Textile news

Report from Houston (November 2017)

Only a small part of the 2017 IQF experience in Houston.

Very  exciting to be in Houston when the Astros won the World Series!  After the devastation of Hurricane Harvey, this city needed a celebration.  I am spending a week in Houston to attend the 2017 International Quilt Festival, and wanted to share several images from Festival.  This event never fails to astonish me, with seamless (so to speak) transitions from antiques to contemporary traditional quilts to art quilts.

Part of SAQA’s juried exhibition Masterworks: Abstract & Geometric.

The 70,273 Project, curated by Jeanne Hewell-Chambers, with each double”X” commemorating a disabled person murdered by Nazi Germany. Many of the quilts from this ongoing worldwide project could be seen at Festival.

Danny Amazonas, Abyss, a recent textile extravaganza, fused and stitched with invisible thread. Inspired by the world’s 2nd largest aquarium, in Okinawa.

From the blockbuster solo show of 75 quilts by a remarkable Texan maker, Remembering Sue Garman: Traditional Talent Extraordinaire.

Bern House Quilt, c. 2010. 156 blocks interpreting the city of Bern, Switzerland.

 

 

 

 

 

 

 

 

 

 

 

 

 

 

 

 

 

 

 

 

 

 

 

 

 

 

 

 

 

 

 

 

 

 

 

 

 

 

 

Storyline: The Contemporary Quilt 

This fall, Houston Center for Contemporary Craft presents a survey of several noteworthy artists that highlights the spectrum of contemporary quilt-making techniques and traditions. Storyline brings together a diverse selection of quilters, including Kathryn Clark, Luke Haynes, Carolyn Mazloomi, Aaron McIntosh, and Anna Von Mertens, who document their stories as well as commenting on broader cultural narratives.  Through January 7.

Michael James, detail from Adrift, 2017. Poignant and personal.

Sandra Gschwandtner, Quilts in Women’s Lives V, 2014. A small work pieced in 16 mm film that packs a visual wallop with backlighting.

Anna Von Mertens, Arrangement in Gray and Black’s Aura, 2009. This haunting quilt interprets the “aura” of the figure in Whistler’s Mother.
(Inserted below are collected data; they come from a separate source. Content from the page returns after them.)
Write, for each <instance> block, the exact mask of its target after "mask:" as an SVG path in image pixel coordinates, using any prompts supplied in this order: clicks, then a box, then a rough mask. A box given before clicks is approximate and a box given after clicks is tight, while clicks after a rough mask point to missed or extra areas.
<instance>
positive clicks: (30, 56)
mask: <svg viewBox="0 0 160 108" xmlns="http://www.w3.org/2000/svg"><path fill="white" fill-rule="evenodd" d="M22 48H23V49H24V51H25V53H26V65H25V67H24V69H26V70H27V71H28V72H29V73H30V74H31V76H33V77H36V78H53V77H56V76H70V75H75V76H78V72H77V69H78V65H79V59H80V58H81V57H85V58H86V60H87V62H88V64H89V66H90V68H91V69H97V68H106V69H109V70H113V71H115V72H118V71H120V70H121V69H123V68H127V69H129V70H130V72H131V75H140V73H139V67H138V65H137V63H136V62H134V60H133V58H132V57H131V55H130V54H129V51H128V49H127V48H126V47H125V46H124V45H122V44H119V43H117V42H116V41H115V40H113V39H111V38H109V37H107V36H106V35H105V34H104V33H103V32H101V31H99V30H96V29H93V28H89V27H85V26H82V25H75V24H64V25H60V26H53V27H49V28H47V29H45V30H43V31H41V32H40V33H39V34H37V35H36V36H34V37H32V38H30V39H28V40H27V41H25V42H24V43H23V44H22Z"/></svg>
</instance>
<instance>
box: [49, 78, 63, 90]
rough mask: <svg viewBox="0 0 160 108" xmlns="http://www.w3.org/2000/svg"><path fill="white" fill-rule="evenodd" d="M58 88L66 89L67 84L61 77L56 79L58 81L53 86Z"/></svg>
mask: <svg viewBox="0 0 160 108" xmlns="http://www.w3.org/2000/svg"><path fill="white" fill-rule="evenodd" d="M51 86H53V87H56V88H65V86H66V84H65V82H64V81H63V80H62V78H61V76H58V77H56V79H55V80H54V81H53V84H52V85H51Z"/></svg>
Kathryn Clark, detail from The Russia Project.

 

 

 

 

 

 

 

 

 

 

 

 

 

 

 

 

 

 

 

 

 

 

 

 

 

 

 

 

Carolyn Mazloomi, detail from Wrapped in Love, 2016.

 

 

 

 

 

 

 

 

 

 

 

 

 

Glamour And Romance of Oscar de la Renta

The Museum of Fine Arts in Houston has organized a world-class tribute to the late Oscar de la Renta.  While I am not very interested in fashion per se, his inspired costume-like creations are fascinating and  the detail work in his ensembles and gowns prompts my creativity.  Through January 28.

Oscar de la Renta for Pierre Balmain, 1999-2000. I love the incredible pleated ribbon applique,

Oscar de la Renta, showing the Spanish influence of Balenciaga.

2 Responses to “Report from Houston (November 2017)”

  1. Terrie Mangat says:

    This makes me wish I was there to see these amazing pieces. Thank you for sharing what you are witnessing.

  2. Thank you, Sandra, for sharing your Houston experience. I always enjoy reading your jam-packed newsletters.